HYPR.AI

HYPR.AI is a cloud-based deep learning and hyperparameter optimization platform. It contains a master service that serves this web-based UI and handles user submissions through a RESTful API. It also contains a worker service (which can be spawned multiple times) for training deep learning models on cloud-based services like AWS or Paperspace.
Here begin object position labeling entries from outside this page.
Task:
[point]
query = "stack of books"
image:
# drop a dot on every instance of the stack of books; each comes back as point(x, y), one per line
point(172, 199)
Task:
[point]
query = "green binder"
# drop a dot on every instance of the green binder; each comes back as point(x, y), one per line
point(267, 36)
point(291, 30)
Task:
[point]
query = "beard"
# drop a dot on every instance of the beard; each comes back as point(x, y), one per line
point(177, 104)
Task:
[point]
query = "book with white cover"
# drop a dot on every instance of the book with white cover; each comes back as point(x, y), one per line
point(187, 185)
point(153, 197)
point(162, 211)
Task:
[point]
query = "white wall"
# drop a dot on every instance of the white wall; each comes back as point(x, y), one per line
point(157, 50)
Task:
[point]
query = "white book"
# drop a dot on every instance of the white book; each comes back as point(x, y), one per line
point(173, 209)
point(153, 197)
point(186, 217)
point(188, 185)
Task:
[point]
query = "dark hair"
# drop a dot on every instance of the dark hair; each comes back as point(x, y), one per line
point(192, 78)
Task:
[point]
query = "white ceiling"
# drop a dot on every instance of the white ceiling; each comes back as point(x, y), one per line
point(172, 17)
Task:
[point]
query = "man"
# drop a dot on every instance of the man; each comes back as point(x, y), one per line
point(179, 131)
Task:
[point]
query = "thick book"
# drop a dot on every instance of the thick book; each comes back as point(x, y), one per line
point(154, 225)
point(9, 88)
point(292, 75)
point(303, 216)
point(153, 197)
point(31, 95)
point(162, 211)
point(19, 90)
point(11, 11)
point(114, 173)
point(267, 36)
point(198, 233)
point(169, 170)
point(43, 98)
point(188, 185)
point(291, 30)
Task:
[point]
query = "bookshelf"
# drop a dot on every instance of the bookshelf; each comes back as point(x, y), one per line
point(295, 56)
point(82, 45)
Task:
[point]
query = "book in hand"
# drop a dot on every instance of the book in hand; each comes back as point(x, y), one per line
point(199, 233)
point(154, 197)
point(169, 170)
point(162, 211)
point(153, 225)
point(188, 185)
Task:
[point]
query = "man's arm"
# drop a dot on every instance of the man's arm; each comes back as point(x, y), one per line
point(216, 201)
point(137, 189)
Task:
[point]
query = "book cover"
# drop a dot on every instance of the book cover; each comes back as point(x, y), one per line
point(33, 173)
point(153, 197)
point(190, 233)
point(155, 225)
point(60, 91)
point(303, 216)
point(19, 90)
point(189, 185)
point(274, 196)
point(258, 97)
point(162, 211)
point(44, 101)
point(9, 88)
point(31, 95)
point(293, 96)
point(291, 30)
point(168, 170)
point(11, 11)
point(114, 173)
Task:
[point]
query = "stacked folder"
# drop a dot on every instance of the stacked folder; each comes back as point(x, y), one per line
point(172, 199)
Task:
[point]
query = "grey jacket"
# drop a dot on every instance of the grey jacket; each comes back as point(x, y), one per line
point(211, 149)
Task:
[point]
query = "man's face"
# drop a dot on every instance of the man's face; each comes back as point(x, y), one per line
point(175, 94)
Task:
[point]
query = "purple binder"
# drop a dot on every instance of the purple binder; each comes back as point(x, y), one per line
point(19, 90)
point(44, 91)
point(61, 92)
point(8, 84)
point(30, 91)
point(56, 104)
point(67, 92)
Ryan's running example is currently at hypr.umx.io.

Features:

Use predefined JSON file to define deep learning network architetures
Support modular models to reduce the complexity of building similar models
Pretrained model can be loaded into extended network architectures
Training instances (dockerized container) can be deployed anywhere
In a "hypr task", the user specifies hyperparameters to explore, creating multiple trainings (currently using random search)

Requirements

Python 3
Docker 17.03 or above
AWS Access key with fullaccess of S3 and DynamoDB
Nvidia GPU (training instance)

How to deploy

Two kinds of services need to be deployed:

A. RESTful service (only need one)
B. Training instances (not limited, the more the better)

A. RESTful service

It is highly recommended to run RESTful service on AWS which will have short latency on accessing DynamoDB and S3, but it still can be deployed to your local machine (make sure that machine can be accessed through internet otherwise the logs come from training instance will be lost).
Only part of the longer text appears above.